C’est un peu comme si Judith Godrèche proposait un contrepoint aux images du cinéma d’auteur des années 90 auquel son visage juvénile reste associé. Regardez ce que Benoît Jacquot ou Jacques Doillon n’ont pas filmé dans La Désenchantée (1990) et La Fille de 15 ans (1989), deux films qui ont révélé la jeune actrice, mais l’ont aussi placée dans le rôle de la “lolita”, version intello. Cette engueulade dans la rue où le réalisateur attrape la jeune fille par le bras. Ce tournage où Judith doit embrasser son réalisateur une quarantaine de fois devant la caméra. Cette séquence durant laquelle l’adolescente, ivre dans une soirée mondaine et entourée d’adultes, vomit, presque dans l’indifférence générale. Autant de moments rejoués de sa propre vie et sous son contrôle cette fois.
Dans une interview accordée à Elle, Judith Godrèche se souvient : “Quand on a 15 ans et qu’on fait une scène torse nu, qu’il y a quarante-cinq prises, qu’on doit embrasser un homme de 45 ans et que cet homme c’est votre réalisateur, c’est fou qu’il n’y ait aucun adulte sur le plateau pour dire “On va s’arrêter là”. […] Quand j’ai voulu reproduire cette scène dans ma série, il était hors de question qu’Alma embrasse vraiment l’acteur.” La cinéaste s’est assurée du consentement de son actrice et a engagé un coordinateur d’intimité.
La relation entre l’actrice et sa fille, Tess (incarnée par sa propre fille, Tess Barthélémy) se trouve aussi au cœur de la série. Dans une interview accordée à Brut avec sa fille, elle explique avoir eu un choc en la voyant un jour dans une tenue de danse : “L’enfance que raconte son corps a été un déclic. ‘Ah oui, c’est ça, une fille de 15 ans’. L’idée qu’elle puisse se retrouver dans une situation que j’ai vécu, c’était impossible pour moi.” Comme une réponse à ces artistes incapables de filmer les jeunes femmes sans les sexualiser, le corps de Tess est filmé dans toute sa beauté et sa puissance, notamment en train de danser.

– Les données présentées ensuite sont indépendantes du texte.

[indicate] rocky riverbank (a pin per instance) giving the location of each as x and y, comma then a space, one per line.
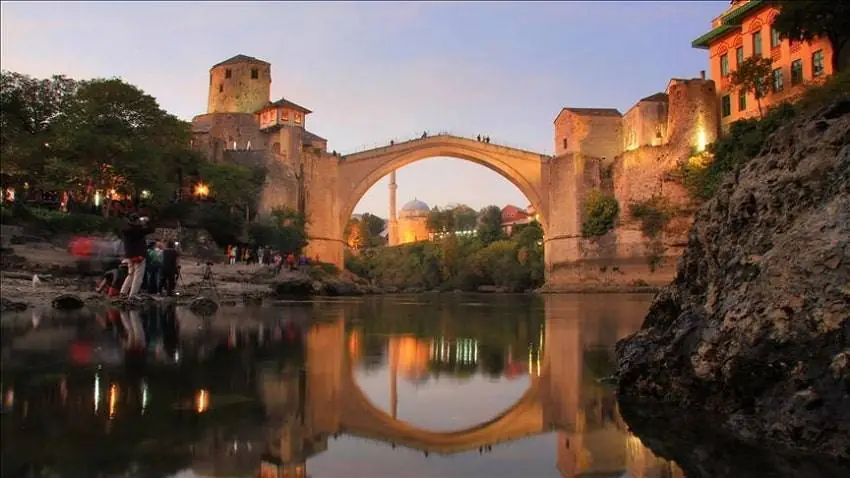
754, 333
58, 274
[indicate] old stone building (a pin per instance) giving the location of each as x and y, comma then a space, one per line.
630, 157
243, 126
413, 222
745, 30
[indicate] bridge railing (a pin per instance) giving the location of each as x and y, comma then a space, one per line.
401, 141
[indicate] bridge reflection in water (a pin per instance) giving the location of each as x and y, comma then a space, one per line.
592, 439
233, 408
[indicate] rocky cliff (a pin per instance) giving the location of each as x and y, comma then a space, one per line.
753, 335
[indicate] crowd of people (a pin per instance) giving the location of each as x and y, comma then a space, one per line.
153, 267
263, 255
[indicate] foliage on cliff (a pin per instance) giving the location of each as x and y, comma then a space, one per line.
365, 231
457, 262
805, 20
703, 174
600, 214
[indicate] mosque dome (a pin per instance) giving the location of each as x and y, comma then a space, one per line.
415, 207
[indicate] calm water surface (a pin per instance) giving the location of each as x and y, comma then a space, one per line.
404, 386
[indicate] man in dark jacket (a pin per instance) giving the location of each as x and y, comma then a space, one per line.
170, 268
134, 250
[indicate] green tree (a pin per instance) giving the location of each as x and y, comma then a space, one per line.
233, 185
806, 20
29, 109
600, 214
753, 76
111, 135
490, 225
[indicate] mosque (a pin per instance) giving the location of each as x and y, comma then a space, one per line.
408, 225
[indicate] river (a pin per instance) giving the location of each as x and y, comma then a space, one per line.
397, 386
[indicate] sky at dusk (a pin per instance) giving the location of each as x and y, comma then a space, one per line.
377, 71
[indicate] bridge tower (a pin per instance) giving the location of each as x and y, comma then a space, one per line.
241, 84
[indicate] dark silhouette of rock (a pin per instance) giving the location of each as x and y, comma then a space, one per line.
67, 302
7, 305
754, 332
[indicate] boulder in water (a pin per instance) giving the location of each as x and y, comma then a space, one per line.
67, 302
203, 306
7, 305
755, 329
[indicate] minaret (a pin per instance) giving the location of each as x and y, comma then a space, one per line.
393, 221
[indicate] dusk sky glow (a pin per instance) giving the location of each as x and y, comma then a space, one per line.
377, 71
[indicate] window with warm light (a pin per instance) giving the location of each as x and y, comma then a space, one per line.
724, 65
796, 72
817, 64
757, 44
777, 80
775, 41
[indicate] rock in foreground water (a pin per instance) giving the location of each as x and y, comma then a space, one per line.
754, 330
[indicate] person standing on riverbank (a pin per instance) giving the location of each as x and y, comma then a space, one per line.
134, 250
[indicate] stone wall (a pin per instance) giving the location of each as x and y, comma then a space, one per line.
593, 133
694, 116
213, 134
645, 124
240, 93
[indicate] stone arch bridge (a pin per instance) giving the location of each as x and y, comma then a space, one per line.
554, 186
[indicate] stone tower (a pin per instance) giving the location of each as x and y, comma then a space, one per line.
241, 84
393, 220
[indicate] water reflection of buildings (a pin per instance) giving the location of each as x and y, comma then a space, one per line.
246, 407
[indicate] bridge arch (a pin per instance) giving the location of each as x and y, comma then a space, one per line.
360, 171
362, 418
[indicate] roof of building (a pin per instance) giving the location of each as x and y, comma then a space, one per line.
240, 58
591, 112
310, 137
730, 21
288, 104
416, 205
658, 97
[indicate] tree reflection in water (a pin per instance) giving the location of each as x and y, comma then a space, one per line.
163, 390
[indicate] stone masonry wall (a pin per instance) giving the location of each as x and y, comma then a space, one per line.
597, 136
240, 93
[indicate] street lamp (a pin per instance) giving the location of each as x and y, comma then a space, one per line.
202, 190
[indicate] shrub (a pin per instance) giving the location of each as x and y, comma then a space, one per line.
600, 214
704, 173
653, 214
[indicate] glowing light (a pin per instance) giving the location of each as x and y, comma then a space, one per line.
145, 397
700, 140
202, 190
113, 400
202, 401
96, 392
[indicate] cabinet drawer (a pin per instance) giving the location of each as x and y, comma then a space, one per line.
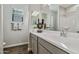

Dans la série, l’alter ego fictionnel de Judith Godrèche, qui a manqué de protection de la part des adultes, veut protéger les femmes : sa fille, mais aussi son employée de maison, Kim (Gina Cailin), sous l’emprise d’un homme violent. “Je voulais écrire une comédie avec des personnages féminins pas idéalisés. Des guerrières, des ‘sœurs’ qui se soutiennent, des emmerdeuses aussi, parce que ma vie est celle d’une femme privilégiée. C’est une version fictionnalisée de mon histoire, même si tout n’est pas vrai.” explique-t-elle.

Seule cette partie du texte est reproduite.